I did notice Heinlein used some phrasing I thought was bumpy – “calm and couth” – and rhyming dearth with girth. Couth, dearth, and girth seem like archaic words now but might have been fine in the 1940s. Even still, “As they rove around the girth” doesn’t quite seem to work as an image or sound right coupled with “Of our lovely mother planet.” I would have thought, “As we rove around the girth / Of our lovely Earth” would sound better. However, he was saving the word “Earth” for the last line, “Of the cool green hills of Earth.” Of course, this was in a section where Rhysling was working out his song.

Like I said, I’m terrible with poetry, but I like the image Heinlein’s going for here. I’d try to work it as “Let sweet fresh breezes thrill me / As they blow round the Earth / From the planet that calls me / To green hills of my berth.” Can I get away with that pun and double meaning in the end? I know, I’m just as bad as Heinlein. My point here is reading and writing poetry is hard, so I’ve got to give Heinlein a lot of credit for trying.

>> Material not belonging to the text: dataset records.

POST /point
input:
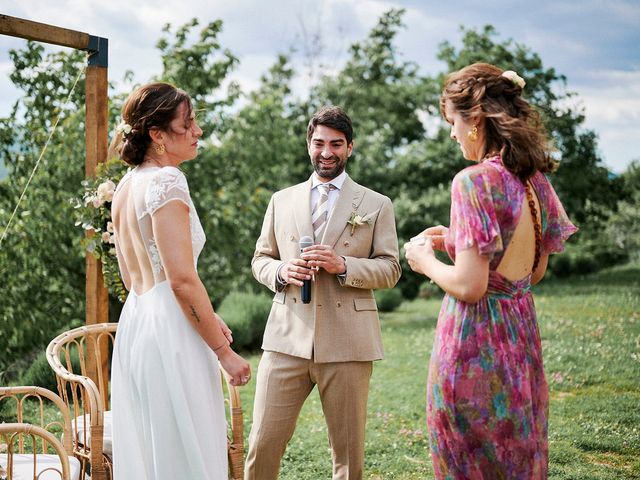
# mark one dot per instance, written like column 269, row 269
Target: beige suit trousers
column 283, row 384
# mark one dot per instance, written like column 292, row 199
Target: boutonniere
column 356, row 220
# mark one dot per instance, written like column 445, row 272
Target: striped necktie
column 320, row 210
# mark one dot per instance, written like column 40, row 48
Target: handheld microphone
column 305, row 290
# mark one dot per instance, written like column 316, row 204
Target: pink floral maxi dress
column 487, row 396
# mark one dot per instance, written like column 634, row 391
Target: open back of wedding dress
column 166, row 393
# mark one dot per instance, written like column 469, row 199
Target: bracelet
column 225, row 344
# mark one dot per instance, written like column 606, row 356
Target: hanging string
column 44, row 149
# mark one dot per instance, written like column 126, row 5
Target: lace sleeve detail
column 167, row 185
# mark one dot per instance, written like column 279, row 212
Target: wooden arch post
column 96, row 91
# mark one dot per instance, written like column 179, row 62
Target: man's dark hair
column 332, row 117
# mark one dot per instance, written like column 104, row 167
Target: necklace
column 537, row 228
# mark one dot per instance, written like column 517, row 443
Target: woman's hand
column 236, row 366
column 418, row 253
column 437, row 235
column 225, row 329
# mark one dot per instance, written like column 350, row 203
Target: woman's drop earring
column 473, row 133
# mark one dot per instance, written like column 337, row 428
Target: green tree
column 384, row 97
column 41, row 267
column 260, row 150
column 546, row 89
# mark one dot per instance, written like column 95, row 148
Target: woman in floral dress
column 487, row 397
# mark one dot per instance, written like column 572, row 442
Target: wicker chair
column 32, row 448
column 87, row 399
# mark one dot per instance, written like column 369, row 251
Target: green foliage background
column 255, row 144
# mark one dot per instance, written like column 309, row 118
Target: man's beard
column 332, row 172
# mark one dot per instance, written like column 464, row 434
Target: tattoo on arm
column 194, row 314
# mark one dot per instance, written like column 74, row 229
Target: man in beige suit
column 332, row 341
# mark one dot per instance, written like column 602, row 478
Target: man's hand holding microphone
column 300, row 271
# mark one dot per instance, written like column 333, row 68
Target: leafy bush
column 388, row 299
column 246, row 315
column 430, row 290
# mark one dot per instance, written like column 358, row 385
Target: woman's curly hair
column 512, row 126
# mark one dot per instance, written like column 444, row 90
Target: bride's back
column 134, row 231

Heinlein had a habit of killing characters to generate emotion in his readers. In this story, the actual bit of storytelling at the end has Rhysling sacrificing his life to save the ship. That’s rather maudlin and melodramatic, and even cheesy, but I think Heinlein gets away with it because it’s a fitting ending for an old spaceman. Did we want Rhysling to die in a nursing home?
Last year I started a project of reading and reviewing all of Heinlein’s stories in the order they were written. “The Green Hills of Earth” jumps five years ahead of where I left off. I need to get back to that project. But I can say “The Green Hills of Earth” appears to be a quantum leap in Heinlein’s writing skills. I was still writing about his stories written before WWII, and evidently, working for the war effort somehow matured Heinlein’s writing. This story is more sophisticated in its storytelling ambition.
I wish I had the energy and drive to write a comprehensive analysis of “The Green Hills of Earth.” There’s so much going on in this story I could write pages and pages. Looking at the fragment of Rhysling’s poem, “The Grand Canal” makes me wonder if it inspired Roger Zelazny and his story “A Rose for Ecclesiastes” – wasn’t Gallinger writing a madrigal too. Look at Heinlein’s poem. Doesn’t it at least remind you of Ray Bradbury and Planet Stories too?

I could go paragraph by paragraph and find many things to say for each, but that would take too long for a blog post. I imagine each paragraph will remind you of all the science fiction you’ve read too. If you don’t own The Past Through Tomorrow or The Green Hills of Earth, you should be able to find “The Green Hills of Earth” in one of many anthologies.